Clayton Antitrust Act - Provisions

Provisions

The Clayton Act made both substantive and procedural modifications to federal antitrust law. Substantively, the act seeks to capture anticompetitive practices in their incipiency by prohibiting particular types of conduct, not deemed in the best interest of a competitive market.

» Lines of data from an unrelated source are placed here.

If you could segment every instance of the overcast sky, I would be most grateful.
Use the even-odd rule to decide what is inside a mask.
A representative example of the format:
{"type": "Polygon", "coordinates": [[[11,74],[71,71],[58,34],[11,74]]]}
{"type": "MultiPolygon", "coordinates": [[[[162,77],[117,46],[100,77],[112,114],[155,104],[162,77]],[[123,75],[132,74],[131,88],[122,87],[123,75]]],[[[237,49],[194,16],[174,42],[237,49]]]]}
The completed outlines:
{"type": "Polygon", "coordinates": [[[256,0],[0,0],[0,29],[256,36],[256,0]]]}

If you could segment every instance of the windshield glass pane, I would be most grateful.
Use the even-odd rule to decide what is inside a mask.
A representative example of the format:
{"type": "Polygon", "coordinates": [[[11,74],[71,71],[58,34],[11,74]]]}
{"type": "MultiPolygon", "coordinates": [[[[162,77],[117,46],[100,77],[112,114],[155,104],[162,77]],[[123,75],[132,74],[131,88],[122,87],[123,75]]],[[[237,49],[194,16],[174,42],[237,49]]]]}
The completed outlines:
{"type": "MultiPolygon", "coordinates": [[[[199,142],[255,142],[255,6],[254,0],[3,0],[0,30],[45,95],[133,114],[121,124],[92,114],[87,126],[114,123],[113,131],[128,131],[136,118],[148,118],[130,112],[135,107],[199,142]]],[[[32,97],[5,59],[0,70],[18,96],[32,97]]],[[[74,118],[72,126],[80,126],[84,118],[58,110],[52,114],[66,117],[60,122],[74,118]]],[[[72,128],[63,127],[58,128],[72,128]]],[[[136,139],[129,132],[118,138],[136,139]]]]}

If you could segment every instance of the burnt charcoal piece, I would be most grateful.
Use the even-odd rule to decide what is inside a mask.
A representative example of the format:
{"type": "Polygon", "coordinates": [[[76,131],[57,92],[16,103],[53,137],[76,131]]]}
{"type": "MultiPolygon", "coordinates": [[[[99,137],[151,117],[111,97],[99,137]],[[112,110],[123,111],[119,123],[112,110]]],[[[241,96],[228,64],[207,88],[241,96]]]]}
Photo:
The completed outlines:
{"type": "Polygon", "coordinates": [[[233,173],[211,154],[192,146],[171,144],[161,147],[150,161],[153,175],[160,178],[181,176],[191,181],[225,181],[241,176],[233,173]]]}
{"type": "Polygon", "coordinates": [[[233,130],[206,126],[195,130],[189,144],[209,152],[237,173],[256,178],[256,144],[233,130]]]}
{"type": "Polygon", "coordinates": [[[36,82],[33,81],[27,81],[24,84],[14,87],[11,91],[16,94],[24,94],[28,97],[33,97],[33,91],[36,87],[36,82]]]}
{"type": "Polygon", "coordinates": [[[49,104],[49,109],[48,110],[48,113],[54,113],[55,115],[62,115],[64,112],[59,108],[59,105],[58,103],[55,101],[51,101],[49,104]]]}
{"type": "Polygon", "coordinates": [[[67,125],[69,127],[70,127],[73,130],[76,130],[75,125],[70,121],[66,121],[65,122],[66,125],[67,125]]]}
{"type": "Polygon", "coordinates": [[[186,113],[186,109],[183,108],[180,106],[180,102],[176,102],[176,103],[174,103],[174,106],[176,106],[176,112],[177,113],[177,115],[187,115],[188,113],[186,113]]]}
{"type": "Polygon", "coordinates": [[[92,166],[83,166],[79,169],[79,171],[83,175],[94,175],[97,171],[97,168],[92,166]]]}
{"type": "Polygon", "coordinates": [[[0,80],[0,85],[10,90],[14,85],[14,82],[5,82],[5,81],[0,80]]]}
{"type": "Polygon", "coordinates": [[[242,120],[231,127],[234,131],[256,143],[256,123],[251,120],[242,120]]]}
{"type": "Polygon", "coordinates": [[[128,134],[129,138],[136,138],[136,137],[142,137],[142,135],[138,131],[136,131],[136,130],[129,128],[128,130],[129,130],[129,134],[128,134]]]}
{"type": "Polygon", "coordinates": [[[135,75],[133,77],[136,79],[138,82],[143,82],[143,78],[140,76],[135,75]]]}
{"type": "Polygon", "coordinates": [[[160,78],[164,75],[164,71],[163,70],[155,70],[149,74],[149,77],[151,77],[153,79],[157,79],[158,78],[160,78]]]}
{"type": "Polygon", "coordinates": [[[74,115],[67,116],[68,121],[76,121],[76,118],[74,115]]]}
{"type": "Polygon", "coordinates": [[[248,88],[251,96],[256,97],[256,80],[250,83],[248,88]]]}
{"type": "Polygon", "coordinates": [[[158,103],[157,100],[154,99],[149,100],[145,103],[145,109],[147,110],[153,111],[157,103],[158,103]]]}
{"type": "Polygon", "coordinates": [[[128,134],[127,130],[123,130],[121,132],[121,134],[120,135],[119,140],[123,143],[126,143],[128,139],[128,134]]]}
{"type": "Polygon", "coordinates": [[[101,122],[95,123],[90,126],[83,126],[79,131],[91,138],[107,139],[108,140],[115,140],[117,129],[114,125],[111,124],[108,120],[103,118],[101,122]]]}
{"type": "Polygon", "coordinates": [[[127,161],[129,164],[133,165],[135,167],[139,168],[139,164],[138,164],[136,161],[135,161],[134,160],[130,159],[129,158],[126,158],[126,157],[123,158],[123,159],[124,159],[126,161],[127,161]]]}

There are 4 sections of the bill that proposed substantive changes in the antitrust laws by way of supplementing the Sherman Act of 1890. In those sections, the Act thoroughly discusses the following four principles of economic trade and business:

  • price discrimination between different purchasers if such a discrimination substantially lessens competition or tends to create a monopoly in any line of commerce (Act Section 2, codified at 15 U.S.C. § 13;
  • sales on the condition that (A) the buyer or lessee not deal with the competitors of the seller or lessor ("exclusive dealings") or (B) the buyer also purchase another different product ("tying") but only when these acts substantially lessen competition (Act Section 3, codified at 15 U.S.C. § 14);
  • mergers and acquisitions where the effect may substantially lessen competition (Act Section 7, codified at 15 U.S.C. § 18) or where the voting securities and assets threshold is met (Act Section 7a, codified at 15 U.S.C. § 18a);
  • any person from being a director of two or more competing corporations, if those corporations would violate the anti-trust criteria by merging (Act Section 8; codified at 15 U.S.C. § 19).